Antimicrobial resistance, when micro-organisms as bacteria, viruses and parasites, are no longer killed by formerly effective drugs. In the case of bacteria, concern has increased over the spread of resistance and the spectre of returning to the situation when many diseases affecting humans and animals were untreatable.

In humans, antimicrobial resistance is frequently attributed to veterinary use of antimicrobials. But the relative contribution to the problem by animals and humans is poorly understood at population levels. Despite this, proposals are under consideration by the European Parliament to phase out precautionary ( prophylactic) use of some antibiotics in animals in the hope the rate of increase in the occurrence of antimicrobial resistance would be slowed.

The plan is opposed by the British Veterinary Association, which says that the ban would compromise animal health and welfare.

Dr Alison Mather, (right) working with an interdisciplinary research team within the College of Medical,Veterinary and Life Sciences, used long-term surveillance data of Salmonella Typhimurium DT104 from co-located humans and animals in Scotland, to demonstrate how animal and human DT104 populations differ significantly in several ways, among them prevalence, linkage, time of emergence, and diversity.

Findings, published Proceedings of the Royal Society B, suggest local animal populations are unlikely to be a major source of resistance in humans, so questioning policies that restrict use of antimicrobials in local domestic animals. 

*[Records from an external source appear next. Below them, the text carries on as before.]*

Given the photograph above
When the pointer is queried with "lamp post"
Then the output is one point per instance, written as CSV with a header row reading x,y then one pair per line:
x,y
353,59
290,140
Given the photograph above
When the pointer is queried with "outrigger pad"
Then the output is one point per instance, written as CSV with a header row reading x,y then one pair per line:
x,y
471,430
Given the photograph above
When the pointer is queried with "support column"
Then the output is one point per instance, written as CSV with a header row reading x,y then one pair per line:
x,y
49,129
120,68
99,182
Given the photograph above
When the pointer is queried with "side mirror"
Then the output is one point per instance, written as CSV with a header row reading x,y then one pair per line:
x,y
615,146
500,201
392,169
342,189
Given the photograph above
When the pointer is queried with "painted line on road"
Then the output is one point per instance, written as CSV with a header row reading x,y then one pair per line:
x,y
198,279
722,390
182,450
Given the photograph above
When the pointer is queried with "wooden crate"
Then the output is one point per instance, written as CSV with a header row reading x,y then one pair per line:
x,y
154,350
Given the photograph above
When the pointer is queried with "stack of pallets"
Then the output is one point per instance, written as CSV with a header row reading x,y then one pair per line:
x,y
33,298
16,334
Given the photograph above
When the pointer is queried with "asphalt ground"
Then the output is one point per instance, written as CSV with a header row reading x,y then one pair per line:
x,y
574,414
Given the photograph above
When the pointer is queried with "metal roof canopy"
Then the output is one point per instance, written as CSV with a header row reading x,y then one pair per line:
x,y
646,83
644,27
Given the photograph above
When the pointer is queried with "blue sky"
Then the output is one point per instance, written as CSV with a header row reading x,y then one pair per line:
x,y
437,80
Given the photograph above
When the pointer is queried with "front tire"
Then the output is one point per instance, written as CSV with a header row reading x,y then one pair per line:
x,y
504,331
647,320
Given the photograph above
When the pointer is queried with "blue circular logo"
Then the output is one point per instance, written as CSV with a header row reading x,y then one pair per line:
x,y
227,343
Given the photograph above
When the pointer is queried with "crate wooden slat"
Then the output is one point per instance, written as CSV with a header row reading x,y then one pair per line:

Professor Daniel Haydon, (left) director of the University of Glasgow’s Institute of Biodiversity Animal Health and Comparative Medicine, said: “In our study, there were significantly more human-only types of resistance than we might have expected if the animal and human microbial communities were well-mixed, suggesting that the risk of resistances passing from animals to humans is lower than previous research has indicated.

“In the majority of resistances which are common to both animals and humans, the resistances appeared first in humans. While it’s inevitable that contact, direct or indirect, between animals and humans will lead to some transmission of disease and resistance in both directions, it appears unlikely that the animal population is the major source of resistance diversity for humans.”

Professor Stuart Reid, senior work author, now Principal at the Royal Veterinary College, London,added: “It remains true that use of antimicrobials promotes resistance in microorganisms and of course we advocate prudent use in all species. But our work does call into question the, at times, singular focus on veterinary usage.

“Whilst our study has focused on a single bacterial species, our findings do demonstrate we must ensure that our local policies do not impact disproportionately on domestic livestock, without considering imported foodstuffs and animals abroad, as well as the medical use of antibiotics. There is still much to be done if we are to understand the problem at the level of the global ecosystem.”

The research was undertaken by the University of Glasgow, in partnership with Scottish Salmonella Shigella and Clostridium Difficile Reference Laboratory at Stobhill Hospital; Health Protection Scotland; the Public Health Agency of Canada and the University of Guelph in Canada.